IALWAYS thought Ascot was a cut above – a classy race meet where you could still expect a glass of Pimm’s, a goggle at the Royals and a bit of decorum. Fat chance.

On Ladies Day this week, as racegoers necked their champagne and pondered the merits of endless Time versus Simple Verse (neither horse won, as it happens), a shirtless man rampaged through the crowd, picked a fight with a punter and yelled ‘let’s finish it off’ with all the gusto of a pub landlord at closing time.

Nearby, three women became embroiled in an inexplicab­le argument that seemed to involve taking off their high heels and pulling each other’s fascinator­s. Ladies, it seems, is a word to be used loosely these days, never mind the gentlemen.

The brawl at Ascot is not an isolated incident. At Kelso racecourse recently, one couple were caught in flagrante

delicto behind a beer tent, although by the looks of the tawdry video circulatin­g on social media there was nothing delicto about it.

At Aintree this year, bottoms were flashed, women passed out on the concrete still clutching half-drunk bottles of wine, while one woman was so drunk she had to be taken home in a wheelchair.

It’s not even the first time it’s happened at Ascot. In 2011, a mass fight broke out on Ladies Day, with men in top hats brandishin­g £98 bottles of Laurent Perrier as weapons. The unseemly brawl had to be pulled apart by members of a military band.

I recall attending Ayr racecourse a few years back and being appalled at the endless, mindless drinking, as hordes of twentysome­things, bussed in from all across the Central Belt, arrived at midday – already a bottle of Asti Spumante to the wind – then spent half their time queuing for pints, bottles of fizz and plastic cups of hooch, and the other half queueing for the loos.

By 5pm a fight had broken out, at least three women had deposited their liquid lunches behind a set of bushes and the ground was a dispiritin­g mosaic of discarded cups and broken high heels. Those poor cleaners.

Just what has happened to the races? Where once they promised glamour, high-class fun and a little bit of luck, now they have been hijacked by the drinking classes.

It’s as though the patrons of the dingiest, grubbiest nightclubs across the country have simply crammed hats on their heads, hitched down their skirts and started the drinking 12 hours earlier than usual.
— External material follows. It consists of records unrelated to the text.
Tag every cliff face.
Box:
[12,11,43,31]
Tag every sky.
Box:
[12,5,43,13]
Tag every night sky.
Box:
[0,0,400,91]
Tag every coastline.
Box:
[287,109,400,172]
It’s a shame, really, because the races can, and should be good fun. I’ve had some wonderful days out at a race course and if you know when to go (hint: not on Ladies Day) it can still be a relatively classy affair. yet this lot seem intent on ruining it for the rest of us.

If I wanted to witness drunken men and women in cheap suits and dresses screaming obscenitie­s at each other, I could nip into any number of Glasgow city centre venues on a Saturday night.

Must they really bring their vulgar scenes to the racecourse too?